私はこの不思議なトーンを眺めながら糸の色数を数えてみる気になったが、素人の私にはその複雑さに眩惑されて途中で放棄してしまった。あれから他に何枚かのマフラーを持ちながら、今でも私はこれを一番身につけて歩くことが多いのだから面白い。その後まだ優佳良織を知らないままに札幌で女ものの巾広のショールを買った。淡紅色にグレーブルーの様な色調の模様無しのものである。家の女性たちにやることもせず、冬になると之を出して眺めているだけである。私はよく、自分には合わないことを承知で、ただ眺めるだけのデザインのいいネクタイを買うことがある。
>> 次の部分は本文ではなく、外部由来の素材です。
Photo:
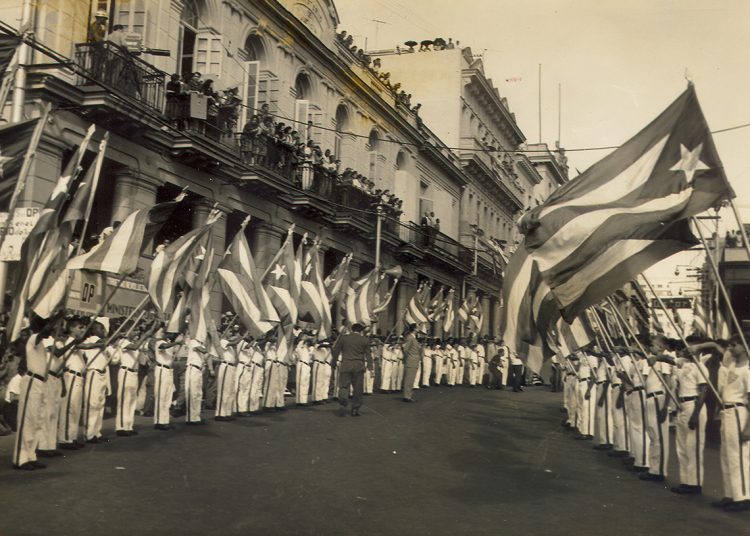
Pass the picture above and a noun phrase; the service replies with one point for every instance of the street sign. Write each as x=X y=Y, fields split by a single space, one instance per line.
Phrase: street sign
x=24 y=220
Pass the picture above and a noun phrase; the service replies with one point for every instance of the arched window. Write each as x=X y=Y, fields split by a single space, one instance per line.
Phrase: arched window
x=189 y=24
x=254 y=89
x=342 y=126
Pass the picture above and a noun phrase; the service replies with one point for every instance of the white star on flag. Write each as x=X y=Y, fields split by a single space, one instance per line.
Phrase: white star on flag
x=690 y=162
x=278 y=272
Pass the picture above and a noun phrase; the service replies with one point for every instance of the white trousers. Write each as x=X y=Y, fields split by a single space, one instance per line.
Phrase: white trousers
x=426 y=370
x=735 y=454
x=242 y=383
x=163 y=392
x=690 y=444
x=70 y=408
x=193 y=393
x=386 y=375
x=303 y=382
x=369 y=386
x=658 y=435
x=322 y=381
x=95 y=393
x=637 y=419
x=256 y=387
x=127 y=396
x=586 y=412
x=604 y=434
x=225 y=390
x=620 y=420
x=48 y=436
x=31 y=408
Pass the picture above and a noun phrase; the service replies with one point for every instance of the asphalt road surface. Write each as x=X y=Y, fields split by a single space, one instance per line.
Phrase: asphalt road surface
x=460 y=461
こういうものはなにか、私のやっている彫刻に似ていて、日用品でもないものを、どなたかが受け入れて下さって作品と対話されるのと同じことのような気がする。このマフラーは二代目の和博君二十歳初期のものだったことが、之を彼に見せて最近になって解った。私が優佳良織という名も知らずに求めたものが二代目のものだったことと似たようなことがその後にあった。(中略)
この「丸い椅子」は今、彼の工芸館中央ホールの真中で贅沢な大きな空間をもらい、裸婦を座らせて静かに休ませてもらっている。
旭川が一望できる丘に上に素晴らしいこの工芸館ができるとき、私も少しばかりの彫刻でのお手伝いをさせてもらうことになった。
牡羊の角を形どったシンボルマークや、偶然、この木内さん親子の生まれが、織女星にまつわる七夕の日生まれの綾女史、牡羊座の和博君ということで、その故事にならったレリーフを壁面とドアに、その他数点の彫刻を館内に置くことになったが、日を経る毎に私は、館の空気を損ねはしなかったかと案じている。(後略)」
(「優佳良織・木内綾展」1982 読売新聞社:発行、より)
この佐藤忠良の記によると「優佳良織工芸館」にはその壁面とドアに織女星と牡羊座の故事にならったレリーフが開館当初あったこと、さらに数点の佐藤忠良作の彫刻があったことが判るが、現在はドアのレリーフしか目にすることが出来ない。
その数点あった彫刻像の内一点は「円い椅子」1973 で、さらに後「ブーツの少女」1983 を外の池に設置したのであるが所在不明。
又、ドアーの取っ手の「牡羊の角を形どった」ものが佐藤忠良作であることも判明する。
「優佳良織」
優佳良織とは北海道旭川市の木内綾が始めた、羊の毛の織物である。
最初、アイヌの人達が織るアツシ織を参考にしたが、毛糸を紡いで染める染織の様々な優佳良織の工芸品はその独特な色合いが特長である。
その紋様はアツシ織の紋様ではなく、北海道の自然風土をモチーフにした木内綾の創作織物。
当初は「ユーカラ織り」と云っていたが、ユーカラはアイヌの叙事詩のため、アイヌの織物と間違われることが多く、版画家の棟方志功に相談したところ、「優佳良」と名付けてくれ、現在の「優佳良織」になったと云う。